In a bid to reduce its headcount, search giant Google on Tuesday, June 10, offered buyouts to employees across several of its divisions. A buyout to employees means the company is offering a voluntary severance package encouraging them to leave their positions. This is often done to reduce the workforce, change the composition of the workforce or streamline operations.
According to a report in CNBC, Google has offered buyouts to employees from its knowledge and information (K&I), central engineering units, marketing, research, and communication teams. This is in line with the tech giant’s efforts to lay off since its massive job cuts in 2023. The latest round of buyouts has not yet confirmed the number of employees affected. There are also reports suggesting that similar buyouts were offered to staff in the search and ads units.
The buyout, essentially a voluntary exit programme, applies to Google employees in the US. The company has also confirmed that some of its teams are also mandating office returns for workers who live within 50 miles of an office. The search giant aims to bring a hybrid work schedule in order to bring staff together in person.
Reportedly, K&I has around 20,000 employees, and in October 2024, the unit underwent a reorganisation in October that led to the elevation of Google executive Nick Fox. On June 10, Fox had relayed a memo saying that employees who were not meeting expectations may want to take the buyout and that those who are excited by their work and doing well will continue with the company. “I want to be very clear: If you’re excited about your work, energised by the opportunity ahead, and performing well, I really (really!) hope you don’t take this!
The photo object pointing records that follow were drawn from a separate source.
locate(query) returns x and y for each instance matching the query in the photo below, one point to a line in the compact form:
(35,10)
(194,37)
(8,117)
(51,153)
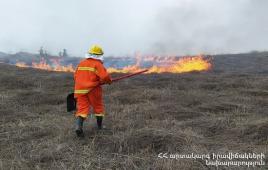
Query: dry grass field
(201,113)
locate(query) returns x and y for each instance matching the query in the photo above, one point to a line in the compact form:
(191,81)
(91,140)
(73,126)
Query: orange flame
(168,65)
(185,64)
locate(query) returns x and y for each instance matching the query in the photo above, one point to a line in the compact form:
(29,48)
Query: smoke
(211,26)
(125,27)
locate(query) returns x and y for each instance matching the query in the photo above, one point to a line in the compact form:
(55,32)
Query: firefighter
(89,74)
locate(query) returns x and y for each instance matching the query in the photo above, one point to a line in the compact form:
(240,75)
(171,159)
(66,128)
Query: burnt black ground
(211,112)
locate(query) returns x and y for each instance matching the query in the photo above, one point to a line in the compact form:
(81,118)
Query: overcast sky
(174,27)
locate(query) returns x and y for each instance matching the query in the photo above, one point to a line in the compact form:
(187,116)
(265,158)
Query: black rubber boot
(99,121)
(79,127)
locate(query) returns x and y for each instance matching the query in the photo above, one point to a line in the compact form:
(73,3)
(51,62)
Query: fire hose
(71,101)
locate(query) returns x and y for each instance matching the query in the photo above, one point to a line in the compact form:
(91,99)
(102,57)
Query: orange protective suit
(88,76)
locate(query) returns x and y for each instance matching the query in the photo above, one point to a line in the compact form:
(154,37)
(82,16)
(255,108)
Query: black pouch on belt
(71,102)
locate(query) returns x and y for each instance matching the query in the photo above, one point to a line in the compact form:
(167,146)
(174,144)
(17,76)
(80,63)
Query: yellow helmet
(95,49)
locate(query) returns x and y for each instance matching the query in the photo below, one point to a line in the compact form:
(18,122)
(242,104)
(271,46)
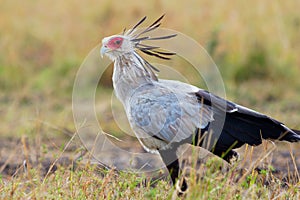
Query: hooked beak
(103,50)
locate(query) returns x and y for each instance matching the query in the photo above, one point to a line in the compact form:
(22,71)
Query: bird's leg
(171,161)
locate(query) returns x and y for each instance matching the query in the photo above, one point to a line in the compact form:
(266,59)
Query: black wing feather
(243,125)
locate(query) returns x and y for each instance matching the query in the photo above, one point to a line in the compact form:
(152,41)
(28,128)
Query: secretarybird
(165,113)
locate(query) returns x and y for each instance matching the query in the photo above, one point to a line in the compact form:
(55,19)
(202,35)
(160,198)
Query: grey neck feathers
(129,74)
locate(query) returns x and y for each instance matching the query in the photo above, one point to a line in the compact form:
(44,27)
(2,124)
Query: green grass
(42,44)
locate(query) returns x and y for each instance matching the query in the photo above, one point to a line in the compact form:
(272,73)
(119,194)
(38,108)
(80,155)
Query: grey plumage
(165,114)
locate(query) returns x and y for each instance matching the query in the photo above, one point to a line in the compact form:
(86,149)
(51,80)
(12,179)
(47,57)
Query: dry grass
(42,44)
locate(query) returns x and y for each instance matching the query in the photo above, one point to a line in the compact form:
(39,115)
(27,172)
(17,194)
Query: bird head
(131,42)
(115,46)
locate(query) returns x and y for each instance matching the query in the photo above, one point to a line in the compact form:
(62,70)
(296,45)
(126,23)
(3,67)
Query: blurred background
(255,44)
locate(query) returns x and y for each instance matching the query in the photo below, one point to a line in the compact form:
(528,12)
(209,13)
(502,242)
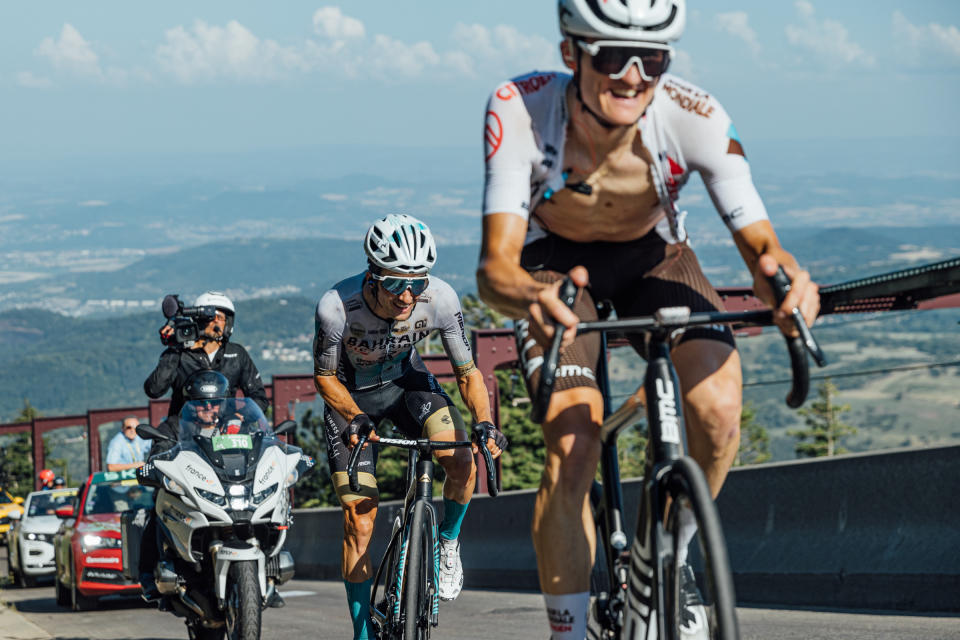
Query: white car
(30,539)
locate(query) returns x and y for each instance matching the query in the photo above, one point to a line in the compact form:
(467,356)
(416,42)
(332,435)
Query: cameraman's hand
(361,423)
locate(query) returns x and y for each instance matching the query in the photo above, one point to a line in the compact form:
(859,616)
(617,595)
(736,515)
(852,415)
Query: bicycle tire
(688,488)
(416,623)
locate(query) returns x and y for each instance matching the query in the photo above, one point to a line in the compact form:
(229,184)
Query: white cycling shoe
(693,623)
(451,571)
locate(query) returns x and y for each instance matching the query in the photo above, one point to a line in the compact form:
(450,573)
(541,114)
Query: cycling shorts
(636,277)
(415,403)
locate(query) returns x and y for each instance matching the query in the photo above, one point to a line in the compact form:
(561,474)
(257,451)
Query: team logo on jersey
(357,330)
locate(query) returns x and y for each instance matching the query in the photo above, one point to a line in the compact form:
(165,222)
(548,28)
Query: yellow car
(8,504)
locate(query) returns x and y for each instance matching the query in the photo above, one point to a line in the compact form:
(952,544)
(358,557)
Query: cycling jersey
(684,127)
(366,351)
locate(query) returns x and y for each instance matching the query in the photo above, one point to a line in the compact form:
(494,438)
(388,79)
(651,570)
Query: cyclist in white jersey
(366,369)
(582,177)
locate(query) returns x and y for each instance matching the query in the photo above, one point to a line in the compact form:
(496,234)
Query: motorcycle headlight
(220,501)
(260,496)
(172,486)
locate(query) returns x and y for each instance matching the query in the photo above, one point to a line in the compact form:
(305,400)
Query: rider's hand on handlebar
(549,309)
(804,294)
(496,440)
(361,423)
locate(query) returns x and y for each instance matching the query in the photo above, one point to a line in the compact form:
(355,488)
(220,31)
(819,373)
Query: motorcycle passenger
(213,351)
(366,369)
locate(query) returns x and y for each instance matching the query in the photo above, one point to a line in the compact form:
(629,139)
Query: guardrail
(874,531)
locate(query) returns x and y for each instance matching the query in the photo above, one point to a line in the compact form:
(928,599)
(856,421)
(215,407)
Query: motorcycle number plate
(232,441)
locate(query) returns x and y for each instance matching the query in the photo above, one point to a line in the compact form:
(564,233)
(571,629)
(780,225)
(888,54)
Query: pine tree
(754,439)
(824,427)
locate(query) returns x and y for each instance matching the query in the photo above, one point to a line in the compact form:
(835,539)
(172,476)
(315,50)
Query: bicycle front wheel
(416,595)
(704,608)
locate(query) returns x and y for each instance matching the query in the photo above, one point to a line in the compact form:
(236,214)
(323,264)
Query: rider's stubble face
(622,101)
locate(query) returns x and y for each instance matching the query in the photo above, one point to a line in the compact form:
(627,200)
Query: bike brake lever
(352,465)
(781,286)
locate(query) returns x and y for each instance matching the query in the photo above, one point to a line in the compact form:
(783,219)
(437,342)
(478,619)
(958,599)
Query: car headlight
(172,486)
(90,541)
(260,496)
(220,501)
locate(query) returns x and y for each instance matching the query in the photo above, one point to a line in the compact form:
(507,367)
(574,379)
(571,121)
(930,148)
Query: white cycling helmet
(400,243)
(221,302)
(639,20)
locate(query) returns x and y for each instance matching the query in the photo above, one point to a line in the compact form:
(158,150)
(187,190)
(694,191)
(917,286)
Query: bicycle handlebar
(422,444)
(797,346)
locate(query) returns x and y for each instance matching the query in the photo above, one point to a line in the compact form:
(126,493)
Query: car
(8,505)
(30,538)
(87,553)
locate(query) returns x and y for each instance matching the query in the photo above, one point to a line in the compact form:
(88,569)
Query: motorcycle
(223,510)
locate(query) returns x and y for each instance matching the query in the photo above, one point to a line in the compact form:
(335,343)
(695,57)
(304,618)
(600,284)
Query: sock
(567,614)
(453,513)
(688,529)
(358,601)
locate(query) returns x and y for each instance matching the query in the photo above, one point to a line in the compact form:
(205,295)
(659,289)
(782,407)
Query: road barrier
(873,531)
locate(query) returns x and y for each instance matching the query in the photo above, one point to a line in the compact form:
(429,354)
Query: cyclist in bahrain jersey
(366,369)
(582,175)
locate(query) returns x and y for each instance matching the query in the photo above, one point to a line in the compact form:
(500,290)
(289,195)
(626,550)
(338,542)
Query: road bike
(407,578)
(638,591)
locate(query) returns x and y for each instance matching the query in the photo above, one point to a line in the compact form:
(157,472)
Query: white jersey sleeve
(449,319)
(510,153)
(328,338)
(710,145)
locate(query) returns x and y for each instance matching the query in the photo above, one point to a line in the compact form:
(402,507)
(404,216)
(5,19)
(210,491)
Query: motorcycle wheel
(243,601)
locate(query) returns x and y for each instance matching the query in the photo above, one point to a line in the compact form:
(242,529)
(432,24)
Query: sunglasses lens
(397,286)
(612,60)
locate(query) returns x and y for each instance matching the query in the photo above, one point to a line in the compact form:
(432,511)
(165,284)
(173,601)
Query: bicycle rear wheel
(416,594)
(716,618)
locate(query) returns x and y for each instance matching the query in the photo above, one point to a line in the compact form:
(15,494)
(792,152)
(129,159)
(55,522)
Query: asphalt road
(317,610)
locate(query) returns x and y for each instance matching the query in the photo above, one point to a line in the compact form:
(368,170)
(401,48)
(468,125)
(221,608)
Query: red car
(87,549)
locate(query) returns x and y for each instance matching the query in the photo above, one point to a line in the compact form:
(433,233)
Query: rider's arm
(327,347)
(161,378)
(508,288)
(761,251)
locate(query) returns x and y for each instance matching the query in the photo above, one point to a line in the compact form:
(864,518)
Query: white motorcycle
(223,509)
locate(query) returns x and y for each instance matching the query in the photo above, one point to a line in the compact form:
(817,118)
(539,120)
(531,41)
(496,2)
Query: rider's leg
(564,535)
(709,373)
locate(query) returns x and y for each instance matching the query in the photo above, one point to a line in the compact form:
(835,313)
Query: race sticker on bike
(232,441)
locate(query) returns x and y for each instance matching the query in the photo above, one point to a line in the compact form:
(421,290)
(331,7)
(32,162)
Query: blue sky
(225,77)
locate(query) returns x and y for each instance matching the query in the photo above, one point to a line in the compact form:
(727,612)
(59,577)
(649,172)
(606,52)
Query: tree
(16,457)
(825,429)
(754,439)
We have ambitious plans and tonnes to get done,” Fox wrote, according to the memo.
The same memo said that the company was offering a supportive exit path for those who did not feel aligned with its broader strategy. “On the other hand, this VEP offers a supportive exit path for those of you who don’t feel aligned with our strategy, don’t feel energised by your work, or are having difficulty meeting the expectations of your role,” read the memo reviewed by CNBC.
Incidentally, the latest round of buyouts comes after Google finance chief Anat Ashkenazi in October said that the company’s top priority would be to push for more cost-cutting as the tech giant plans to expand its spending on AI in 2025. Besides, Google is also updating its internal learning platform to focus on upskilling its staff, especially training them to use modern AI tools.